Tue, 9 Oct 2001 12:37:27 +0200
----- Original Message -----
From: "Ashley Yakeley" <firstname.lastname@example.org>
To: "Kent Karlsson" <email@example.com>; "Haskell List" <firstname.lastname@example.org>; "Libraries for Haskell List"
Sent: Tuesday, October 09, 2001 12:27 PM
Subject: Re: Unicode support
> At 2001-10-09 02:58, Kent Karlsson wrote:
> >In summary:
> > code position (=code point): a value between 0000 and 10FFFF.
> Would this be a reasonable basis for Haskell's 'Char' type?
Yes. It's essentially UTF-32, but without the fixation to 32-bit
(21 bits suffice). UTF-32 (a.k.a. UCS-4 in 10646, yet to be limited
to 10FFFF instead of 31(!) bits) is the datatype used in some
implementations of C for wchar_t. As I said in another e-mail,
if one does not have high efficiency concerns, UTF-32 is a rather
straighforward way of representing characters.
> At some point
> perhaps there should be a 'Unicode' standard library for Haskell. For
> encodeUTF8 :: String -> [Word8];
> decodeUTF8 :: [Word8] -> Maybe String;
> encodeUTF16 :: String -> [Word16];
> decodeUTF16 :: [Word16] -> Maybe String;
> data GeneralCategory = Letter_Uppercase | Letter_Lowercase | ...

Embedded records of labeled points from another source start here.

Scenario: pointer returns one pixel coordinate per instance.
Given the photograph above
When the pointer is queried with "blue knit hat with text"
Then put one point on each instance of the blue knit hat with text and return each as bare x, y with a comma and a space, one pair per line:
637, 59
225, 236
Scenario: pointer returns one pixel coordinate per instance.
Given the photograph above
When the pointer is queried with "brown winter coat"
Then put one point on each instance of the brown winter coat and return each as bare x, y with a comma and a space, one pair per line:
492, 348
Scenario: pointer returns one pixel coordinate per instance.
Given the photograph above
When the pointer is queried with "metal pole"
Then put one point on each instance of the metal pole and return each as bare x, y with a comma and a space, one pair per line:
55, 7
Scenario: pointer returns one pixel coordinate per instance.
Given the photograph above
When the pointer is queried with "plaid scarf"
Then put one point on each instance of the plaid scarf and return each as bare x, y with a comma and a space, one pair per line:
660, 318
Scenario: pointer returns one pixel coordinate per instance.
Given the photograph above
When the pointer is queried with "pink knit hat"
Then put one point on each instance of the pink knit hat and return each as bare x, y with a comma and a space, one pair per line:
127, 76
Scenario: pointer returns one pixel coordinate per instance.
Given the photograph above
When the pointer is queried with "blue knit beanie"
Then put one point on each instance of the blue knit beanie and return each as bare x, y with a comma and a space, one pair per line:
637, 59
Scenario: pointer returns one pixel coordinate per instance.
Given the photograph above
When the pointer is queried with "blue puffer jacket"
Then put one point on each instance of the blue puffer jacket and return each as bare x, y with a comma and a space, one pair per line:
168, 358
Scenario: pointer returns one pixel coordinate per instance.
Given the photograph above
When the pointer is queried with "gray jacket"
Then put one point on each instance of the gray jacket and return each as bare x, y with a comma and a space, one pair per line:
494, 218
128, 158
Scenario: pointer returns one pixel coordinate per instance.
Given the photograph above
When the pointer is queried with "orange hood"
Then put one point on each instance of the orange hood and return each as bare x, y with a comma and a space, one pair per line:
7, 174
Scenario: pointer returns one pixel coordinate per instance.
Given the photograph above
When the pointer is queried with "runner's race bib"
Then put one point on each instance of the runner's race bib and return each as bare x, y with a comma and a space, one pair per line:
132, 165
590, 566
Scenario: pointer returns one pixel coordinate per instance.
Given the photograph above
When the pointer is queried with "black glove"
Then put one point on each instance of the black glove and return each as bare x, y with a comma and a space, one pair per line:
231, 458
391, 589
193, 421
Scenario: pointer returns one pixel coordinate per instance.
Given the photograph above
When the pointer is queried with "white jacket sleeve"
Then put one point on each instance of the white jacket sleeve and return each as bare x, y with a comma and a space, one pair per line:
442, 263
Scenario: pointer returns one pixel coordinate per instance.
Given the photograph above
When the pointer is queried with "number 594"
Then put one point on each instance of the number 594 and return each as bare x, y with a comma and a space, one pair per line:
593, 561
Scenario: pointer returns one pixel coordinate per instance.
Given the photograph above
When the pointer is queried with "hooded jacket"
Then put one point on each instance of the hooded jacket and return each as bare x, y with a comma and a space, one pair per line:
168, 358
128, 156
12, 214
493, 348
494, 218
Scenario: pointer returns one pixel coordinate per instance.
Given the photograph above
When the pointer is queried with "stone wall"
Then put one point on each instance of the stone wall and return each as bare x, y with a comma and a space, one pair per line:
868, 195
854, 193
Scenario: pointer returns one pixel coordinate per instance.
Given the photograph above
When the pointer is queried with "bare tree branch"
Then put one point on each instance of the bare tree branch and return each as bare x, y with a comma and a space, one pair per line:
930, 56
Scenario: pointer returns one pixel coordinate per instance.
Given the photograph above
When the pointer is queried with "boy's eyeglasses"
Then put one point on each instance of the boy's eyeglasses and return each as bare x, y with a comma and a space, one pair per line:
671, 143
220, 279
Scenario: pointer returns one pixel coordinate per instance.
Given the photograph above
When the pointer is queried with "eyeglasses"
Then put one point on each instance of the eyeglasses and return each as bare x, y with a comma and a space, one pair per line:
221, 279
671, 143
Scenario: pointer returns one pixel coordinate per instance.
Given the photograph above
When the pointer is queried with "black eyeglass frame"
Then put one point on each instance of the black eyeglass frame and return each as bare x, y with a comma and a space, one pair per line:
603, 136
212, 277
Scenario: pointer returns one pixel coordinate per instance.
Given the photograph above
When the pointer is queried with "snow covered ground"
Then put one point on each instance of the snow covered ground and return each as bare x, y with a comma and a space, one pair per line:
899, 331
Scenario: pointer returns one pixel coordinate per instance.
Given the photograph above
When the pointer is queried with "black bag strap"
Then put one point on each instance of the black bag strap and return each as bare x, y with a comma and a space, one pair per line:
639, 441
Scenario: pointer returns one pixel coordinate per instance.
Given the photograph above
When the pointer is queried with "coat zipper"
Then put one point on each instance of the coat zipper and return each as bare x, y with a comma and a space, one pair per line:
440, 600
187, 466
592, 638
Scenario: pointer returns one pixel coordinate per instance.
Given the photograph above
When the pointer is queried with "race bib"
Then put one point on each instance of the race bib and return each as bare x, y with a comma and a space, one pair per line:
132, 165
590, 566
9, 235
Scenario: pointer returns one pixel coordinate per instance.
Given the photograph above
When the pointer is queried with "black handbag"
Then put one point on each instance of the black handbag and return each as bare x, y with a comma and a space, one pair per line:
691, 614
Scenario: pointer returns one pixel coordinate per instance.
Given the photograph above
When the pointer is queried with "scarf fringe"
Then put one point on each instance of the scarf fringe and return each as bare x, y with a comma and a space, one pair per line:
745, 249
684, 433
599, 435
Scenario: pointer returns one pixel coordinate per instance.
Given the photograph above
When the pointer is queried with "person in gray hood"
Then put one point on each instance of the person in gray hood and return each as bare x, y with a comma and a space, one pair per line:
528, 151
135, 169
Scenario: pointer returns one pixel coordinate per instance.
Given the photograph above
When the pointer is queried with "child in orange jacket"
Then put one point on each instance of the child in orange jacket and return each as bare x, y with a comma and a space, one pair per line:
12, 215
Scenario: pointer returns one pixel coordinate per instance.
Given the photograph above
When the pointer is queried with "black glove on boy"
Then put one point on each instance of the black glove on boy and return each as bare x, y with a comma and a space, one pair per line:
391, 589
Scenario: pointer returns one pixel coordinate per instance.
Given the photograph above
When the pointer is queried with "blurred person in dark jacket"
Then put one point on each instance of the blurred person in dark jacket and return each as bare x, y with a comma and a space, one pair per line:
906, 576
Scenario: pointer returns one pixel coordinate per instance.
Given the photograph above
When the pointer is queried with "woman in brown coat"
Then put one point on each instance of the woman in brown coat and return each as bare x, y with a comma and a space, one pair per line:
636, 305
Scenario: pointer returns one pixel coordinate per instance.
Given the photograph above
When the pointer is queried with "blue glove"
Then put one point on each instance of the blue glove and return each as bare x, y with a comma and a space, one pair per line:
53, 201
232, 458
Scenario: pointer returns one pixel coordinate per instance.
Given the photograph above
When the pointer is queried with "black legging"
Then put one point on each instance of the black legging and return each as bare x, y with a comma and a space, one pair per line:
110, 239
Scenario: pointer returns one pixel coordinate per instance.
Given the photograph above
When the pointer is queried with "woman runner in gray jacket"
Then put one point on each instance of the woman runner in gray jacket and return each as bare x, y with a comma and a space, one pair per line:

> getGeneralCategory :: Char -> Maybe GeneralCategory;
There is not really any "Maybe" just there. Yet unallocated code
positions have general category Cn (so do non-characters):
Cs Other, Surrogate
Co Other, Private Use
Cn Other, Not Assigned (yet)
> ...sorting & searching...
> etc. Lots of work for someone.
Yes. And it is lots of work (which is why I'm not volonteering
to make a qick fix: there is no quick fix).